2009 ended with a Micah Fialka-Feldman winning his right to live in an Oakland University dorm. This is a great victory not only for Micah, not only for the disability movement, but for the “beloved community” movement in our country.
Micah distributed this message announcing his win:
The Federal Judge ruled that I can move into the dorm in January 2010. His decision clearly stated that I would be a positive asset to the university. It was the affidavits by my peers and my professors at Oakland University who made it clear that I would continue to be a great OU student and that I should have the right to the full college experience. Even though the case has taken more than two years, I am extremely happy with the decision. I am extremely pleased that the court said that “I am a student” and recognized my educational efforts. I look forward to living in the dorm.
Oakland University has been a pioneer in providing post-secondary educational opportunities to persons with intellectual disabilities, I hope they will continue to do so. This decision is just one step in the process and I hope Oakland recognizes the value at being a leader in post-secondary inclusive opportunities (check out www.Thinkcollege.net).
I really look forward to having people read/listen to their comments on my blog and on facebook. You can check out the articles in the Detroit News by Marisa Schultz, Oakland Press by Jerry Wolffe, and NPR’s Morning Edition with Joseph Shapiro.
I have learned that it is hard to fight battles for justice and inclusion. I also learned that when we create community we can change the world. This struggle will help many other people in colleges across the country. I hope that other students with disabilities continue to dream big and fight for what they believe in.
I could never have done this without the love of my family, the support of friends and as well as my great lawyer Chris Davis from Michigan Protection and Advocacy Service.

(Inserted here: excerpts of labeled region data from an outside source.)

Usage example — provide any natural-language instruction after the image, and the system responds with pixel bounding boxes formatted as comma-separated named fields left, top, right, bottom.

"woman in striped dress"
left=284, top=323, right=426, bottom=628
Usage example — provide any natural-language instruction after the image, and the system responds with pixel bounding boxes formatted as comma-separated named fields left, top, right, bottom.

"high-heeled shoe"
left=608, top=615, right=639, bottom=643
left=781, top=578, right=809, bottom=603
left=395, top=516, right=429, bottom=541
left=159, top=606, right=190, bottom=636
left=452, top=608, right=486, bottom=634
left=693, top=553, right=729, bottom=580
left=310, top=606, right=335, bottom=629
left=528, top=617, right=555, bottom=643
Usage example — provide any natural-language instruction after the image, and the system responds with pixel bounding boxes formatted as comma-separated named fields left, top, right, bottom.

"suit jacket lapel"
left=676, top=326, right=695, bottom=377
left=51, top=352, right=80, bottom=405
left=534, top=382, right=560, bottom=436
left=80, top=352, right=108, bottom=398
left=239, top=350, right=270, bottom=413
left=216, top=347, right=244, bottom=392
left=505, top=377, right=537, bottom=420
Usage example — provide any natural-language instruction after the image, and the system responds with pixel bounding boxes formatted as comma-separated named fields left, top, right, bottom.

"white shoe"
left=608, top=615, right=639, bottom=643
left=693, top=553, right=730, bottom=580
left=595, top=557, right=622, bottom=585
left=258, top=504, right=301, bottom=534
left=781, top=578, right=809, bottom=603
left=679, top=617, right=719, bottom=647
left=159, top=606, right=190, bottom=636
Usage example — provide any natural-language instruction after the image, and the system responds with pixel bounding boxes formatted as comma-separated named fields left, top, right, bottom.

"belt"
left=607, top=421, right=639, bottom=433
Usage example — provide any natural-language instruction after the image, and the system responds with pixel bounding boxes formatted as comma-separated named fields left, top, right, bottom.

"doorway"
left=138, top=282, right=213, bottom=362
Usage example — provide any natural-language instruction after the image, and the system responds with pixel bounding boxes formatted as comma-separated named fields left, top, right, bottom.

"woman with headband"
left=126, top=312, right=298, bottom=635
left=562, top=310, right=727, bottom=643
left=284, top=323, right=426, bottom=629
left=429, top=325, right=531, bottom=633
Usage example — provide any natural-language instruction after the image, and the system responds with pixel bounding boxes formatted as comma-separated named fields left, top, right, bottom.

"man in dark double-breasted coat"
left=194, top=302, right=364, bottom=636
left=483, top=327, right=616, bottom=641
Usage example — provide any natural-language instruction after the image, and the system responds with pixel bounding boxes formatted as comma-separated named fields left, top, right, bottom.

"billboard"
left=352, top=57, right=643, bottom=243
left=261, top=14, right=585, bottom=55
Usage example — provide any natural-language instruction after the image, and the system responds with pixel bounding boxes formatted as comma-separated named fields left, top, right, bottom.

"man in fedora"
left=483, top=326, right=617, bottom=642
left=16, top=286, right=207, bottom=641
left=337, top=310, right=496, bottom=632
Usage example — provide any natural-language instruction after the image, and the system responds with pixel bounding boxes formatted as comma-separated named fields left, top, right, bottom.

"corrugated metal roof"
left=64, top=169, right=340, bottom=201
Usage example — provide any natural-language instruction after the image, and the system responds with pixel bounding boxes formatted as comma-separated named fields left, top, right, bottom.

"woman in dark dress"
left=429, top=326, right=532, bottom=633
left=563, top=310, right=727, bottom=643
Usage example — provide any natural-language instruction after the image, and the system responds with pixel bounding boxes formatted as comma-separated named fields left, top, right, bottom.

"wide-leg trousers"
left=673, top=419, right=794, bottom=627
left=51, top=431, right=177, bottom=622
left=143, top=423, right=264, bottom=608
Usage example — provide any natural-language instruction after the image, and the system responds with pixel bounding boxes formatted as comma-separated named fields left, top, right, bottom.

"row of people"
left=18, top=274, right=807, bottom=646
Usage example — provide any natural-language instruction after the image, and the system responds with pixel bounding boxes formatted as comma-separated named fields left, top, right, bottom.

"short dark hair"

Check out my website: www.throughthesamedoor.com
Love and Justice,
Micah’s victory has been covered everywhere from the AP, to Chicago Tribune, to NPR, Free Press, the Detroit News, Oakland Press, Flint Journal, Michigan Radio, Wall Street Journal, and on many blogs and social networking websites.
This blog post frames Micah as a civil rights pioneer “in the same class…as James Meredith, who had to sue to attend and live in the dorms at the University of Mississippi in the 1960’s because he was black.”
CNN selected Micah as one of its “Intriguing people for December 30, 2009”.
Local Detroit Fox2 News did a great interview with Micah’s hard working and skilled lawyer, Chris Davis of Michigan Protection and Advocacy Service Inc. You can watch the 3 minute piece here.
Recognizing the Leaders who came before us
In April 1977, seven years before Micah was born, over 100 disabled activists “sat in” at the Federal Building of the Department of Health, Education, and Welfare in San Francisco– refusing to leave until the rules and regulations of Section 504 of the Rehabilitation Act were signed. Section 504, modeled on Title VI of the Civil Rights Act of 1964, prohibited discrimination against people with disabilities in federally funded programs.
Nearly four weeks into the sit-in, HEW Secretary Joseph Califano finally endorsed the regulations. The demonstration, led by Judith Heumann still remains the longest sit in of a federal building, and sadly, very few of us know of this event.
Judge Duggan ruled that Micah could live in the dorm based on Section 504. Today we remember those who courageously refused to be silent, who sang, hummed, and signed “We shall not, we shall not be moved!” during that month long sit in. Their demonstration and determination have opened many, many doors since 1977, including Micah’s door to the dorm.